The international dimensions at issue are undeniably complex. For any number of crimes, but especially the child sexual exploitation offenses at issue in existing warrants, relevant data is increasingly likely to be stored both in multiple jurisdictions and in jurisdictions outside of the primary investigating body. Both offenders and victims are located all over the world. And manifestations of the going dark problem specifically challenge traditional methods of establishing primary jurisdiction and respecting national sovereignty when executing computer searches.
Considering the urgency and international agreement regarding the nature of existing problems, any number of potential solutions might emerge. We might develop reciprocal norms regarding inadvertent violations of sovereignty that include obligations to notify the relevant jurisdiction and cease any search, triggered as as soon as evidence regarding probable jurisdiction is available. International joint investigations—through Interpol, Europol and others—are already commonplace and could provide another mechanism. We might develop international offense-specific rules, allowing for these searches only for commonly-defined serious crimes. We might address these matters in treaties such as the Budapest Convention. The reality may simply be that continually evolving technologies are a moving target, and so we may never reach a stable long-term understanding as laws and institutions adapt and instead cycle through short-term fixes.

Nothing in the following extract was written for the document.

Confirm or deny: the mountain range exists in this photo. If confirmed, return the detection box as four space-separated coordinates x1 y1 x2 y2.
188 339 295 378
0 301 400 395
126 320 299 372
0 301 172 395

All these questions—legal, policy, and international—are significant and need to be addressed. Congress will no doubt have a strong role in setting the discussion and debating the merits of proposed solutions.
The rule change means law enforcement is now able to do the jobs we all, without question, want them to be able to do. The enactment of the changes resolves those immediate and untenable problems which venue was never intended to create. Now we can turn to the work of convincing one another on the genuine merits of how and where to limit government hacking. That’s certainly a more difficult debate, but it is the one actually worth having.